Wie kam es zu dem verheerenden Unfall auf der A1 bei Volmarstein? Warum geriet der überbesetzte Renault Twingo außer Kontrolle? Viele Fragen sind noch offen nach dem Unglück vom späten Samstagabend.

Spekulationen gibt es am Dienstag, neue Informationshäppchen von verschiedenen Seiten - aber kaum Definitives. Fest steht: Die 23-jährige Düsseldorferin, die aus dem Unfallauto geschleudert wurde, starb, weil sie auf der Fahrbahn überrollt wurde.
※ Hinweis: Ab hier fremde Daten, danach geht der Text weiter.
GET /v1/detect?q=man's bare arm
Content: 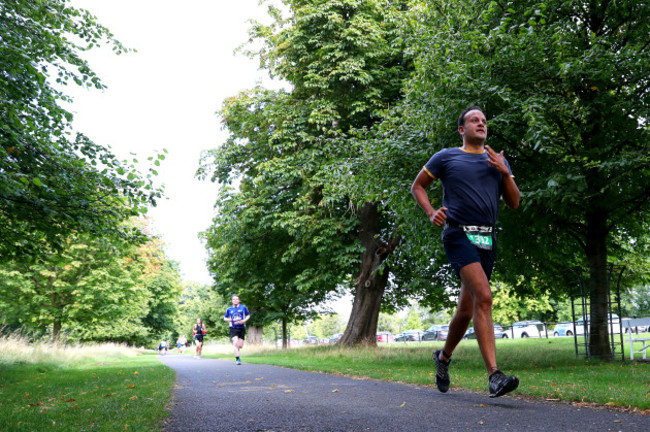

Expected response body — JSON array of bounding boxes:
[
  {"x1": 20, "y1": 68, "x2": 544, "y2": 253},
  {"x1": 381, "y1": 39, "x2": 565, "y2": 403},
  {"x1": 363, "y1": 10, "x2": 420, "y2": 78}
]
[{"x1": 411, "y1": 169, "x2": 448, "y2": 226}]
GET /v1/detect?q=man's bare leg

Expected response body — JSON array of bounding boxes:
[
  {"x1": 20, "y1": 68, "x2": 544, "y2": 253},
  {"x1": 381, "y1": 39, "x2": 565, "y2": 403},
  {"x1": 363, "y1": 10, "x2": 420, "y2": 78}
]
[
  {"x1": 440, "y1": 281, "x2": 473, "y2": 361},
  {"x1": 441, "y1": 262, "x2": 497, "y2": 373}
]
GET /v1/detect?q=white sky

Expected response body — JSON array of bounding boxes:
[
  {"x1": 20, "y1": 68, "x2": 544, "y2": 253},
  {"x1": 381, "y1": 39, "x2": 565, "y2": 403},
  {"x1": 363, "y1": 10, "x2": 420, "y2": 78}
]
[
  {"x1": 67, "y1": 0, "x2": 275, "y2": 285},
  {"x1": 66, "y1": 0, "x2": 354, "y2": 317}
]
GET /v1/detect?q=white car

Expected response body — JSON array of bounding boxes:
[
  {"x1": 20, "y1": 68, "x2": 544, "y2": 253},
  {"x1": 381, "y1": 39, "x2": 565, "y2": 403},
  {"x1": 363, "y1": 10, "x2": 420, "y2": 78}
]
[
  {"x1": 553, "y1": 322, "x2": 575, "y2": 337},
  {"x1": 575, "y1": 314, "x2": 621, "y2": 336},
  {"x1": 509, "y1": 320, "x2": 545, "y2": 338}
]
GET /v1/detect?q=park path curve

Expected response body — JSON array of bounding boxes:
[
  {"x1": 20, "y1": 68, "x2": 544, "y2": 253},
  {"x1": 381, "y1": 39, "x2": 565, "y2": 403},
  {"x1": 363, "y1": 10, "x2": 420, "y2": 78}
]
[{"x1": 159, "y1": 354, "x2": 649, "y2": 432}]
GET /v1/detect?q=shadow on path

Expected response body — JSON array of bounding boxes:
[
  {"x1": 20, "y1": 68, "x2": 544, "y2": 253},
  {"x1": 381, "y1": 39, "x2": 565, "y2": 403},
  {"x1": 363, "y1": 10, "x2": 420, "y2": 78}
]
[{"x1": 159, "y1": 354, "x2": 649, "y2": 432}]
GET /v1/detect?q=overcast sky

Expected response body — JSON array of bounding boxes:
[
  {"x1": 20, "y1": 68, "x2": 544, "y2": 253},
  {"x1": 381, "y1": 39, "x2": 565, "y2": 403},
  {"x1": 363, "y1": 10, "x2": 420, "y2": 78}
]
[
  {"x1": 66, "y1": 0, "x2": 354, "y2": 316},
  {"x1": 67, "y1": 0, "x2": 275, "y2": 285}
]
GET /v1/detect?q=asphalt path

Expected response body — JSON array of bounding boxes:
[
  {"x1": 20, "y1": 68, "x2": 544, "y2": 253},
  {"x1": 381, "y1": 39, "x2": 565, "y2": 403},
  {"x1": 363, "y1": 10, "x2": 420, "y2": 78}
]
[{"x1": 159, "y1": 354, "x2": 649, "y2": 432}]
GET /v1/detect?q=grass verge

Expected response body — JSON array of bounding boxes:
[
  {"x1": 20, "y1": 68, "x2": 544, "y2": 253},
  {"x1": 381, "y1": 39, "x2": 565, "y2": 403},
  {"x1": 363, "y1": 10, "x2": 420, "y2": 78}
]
[
  {"x1": 207, "y1": 338, "x2": 650, "y2": 413},
  {"x1": 0, "y1": 337, "x2": 174, "y2": 432}
]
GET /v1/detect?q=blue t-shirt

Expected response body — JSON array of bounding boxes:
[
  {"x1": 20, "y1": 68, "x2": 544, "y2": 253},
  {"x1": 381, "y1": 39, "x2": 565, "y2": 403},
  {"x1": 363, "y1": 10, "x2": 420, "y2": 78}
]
[
  {"x1": 423, "y1": 147, "x2": 512, "y2": 226},
  {"x1": 225, "y1": 305, "x2": 250, "y2": 329}
]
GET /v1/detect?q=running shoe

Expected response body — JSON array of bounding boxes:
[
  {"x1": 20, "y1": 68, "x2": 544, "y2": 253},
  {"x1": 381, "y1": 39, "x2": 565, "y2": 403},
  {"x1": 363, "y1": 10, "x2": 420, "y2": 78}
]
[
  {"x1": 488, "y1": 369, "x2": 519, "y2": 398},
  {"x1": 433, "y1": 350, "x2": 450, "y2": 393},
  {"x1": 236, "y1": 359, "x2": 242, "y2": 365}
]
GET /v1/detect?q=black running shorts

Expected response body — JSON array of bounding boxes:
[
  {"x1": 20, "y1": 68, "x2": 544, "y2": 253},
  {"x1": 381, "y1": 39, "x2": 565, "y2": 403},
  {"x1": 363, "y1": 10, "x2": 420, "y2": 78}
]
[
  {"x1": 230, "y1": 327, "x2": 246, "y2": 340},
  {"x1": 442, "y1": 227, "x2": 496, "y2": 280}
]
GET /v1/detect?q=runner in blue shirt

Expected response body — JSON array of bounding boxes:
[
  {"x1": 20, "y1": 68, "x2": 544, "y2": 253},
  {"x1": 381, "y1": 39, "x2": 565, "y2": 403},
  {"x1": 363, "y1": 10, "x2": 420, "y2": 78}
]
[
  {"x1": 224, "y1": 294, "x2": 250, "y2": 365},
  {"x1": 411, "y1": 106, "x2": 521, "y2": 398}
]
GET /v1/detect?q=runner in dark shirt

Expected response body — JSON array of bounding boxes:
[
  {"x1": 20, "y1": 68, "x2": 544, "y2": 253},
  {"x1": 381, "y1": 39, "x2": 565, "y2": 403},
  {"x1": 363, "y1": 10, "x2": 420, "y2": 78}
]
[
  {"x1": 192, "y1": 318, "x2": 206, "y2": 359},
  {"x1": 411, "y1": 106, "x2": 521, "y2": 398}
]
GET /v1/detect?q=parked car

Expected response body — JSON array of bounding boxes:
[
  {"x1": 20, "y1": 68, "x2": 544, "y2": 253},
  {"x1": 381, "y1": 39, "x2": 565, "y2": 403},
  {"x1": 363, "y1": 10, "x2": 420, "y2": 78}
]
[
  {"x1": 303, "y1": 336, "x2": 318, "y2": 345},
  {"x1": 553, "y1": 321, "x2": 575, "y2": 337},
  {"x1": 328, "y1": 333, "x2": 343, "y2": 344},
  {"x1": 493, "y1": 324, "x2": 509, "y2": 339},
  {"x1": 395, "y1": 329, "x2": 424, "y2": 342},
  {"x1": 463, "y1": 327, "x2": 475, "y2": 339},
  {"x1": 463, "y1": 324, "x2": 508, "y2": 339},
  {"x1": 509, "y1": 320, "x2": 545, "y2": 338},
  {"x1": 422, "y1": 324, "x2": 449, "y2": 341},
  {"x1": 376, "y1": 331, "x2": 395, "y2": 343},
  {"x1": 575, "y1": 314, "x2": 621, "y2": 336}
]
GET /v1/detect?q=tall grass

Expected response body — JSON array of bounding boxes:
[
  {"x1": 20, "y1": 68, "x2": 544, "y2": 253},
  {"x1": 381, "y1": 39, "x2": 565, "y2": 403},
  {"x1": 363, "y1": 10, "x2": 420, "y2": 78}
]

Das teilten Polizei und Staatsanwaltschaft am Dienstagnachmittag mit.

Die Ermittlungen laufen auf Hochtouren. Noch am Montag hatten Experten vom LKA die Autobahn für die Spurensuche gesperrt, Luftaufnahmen und Messungen am Unfallort gemacht. Es werde "zahlreichen Hinweisen von möglichen Zeugen" nachgegangen.

"Aussagekräftige Ergebnisse" erst in einigen Wochen

Mehr wollen Polizei und Staatsanwaltschaft nicht sagen. "Mit aussagekräftigen Ergebnissen kann erst in einigen Wochen gerechnet werden", heißt es in der Pressemitteilung. Vorher und darüber hinaus: Sendepause.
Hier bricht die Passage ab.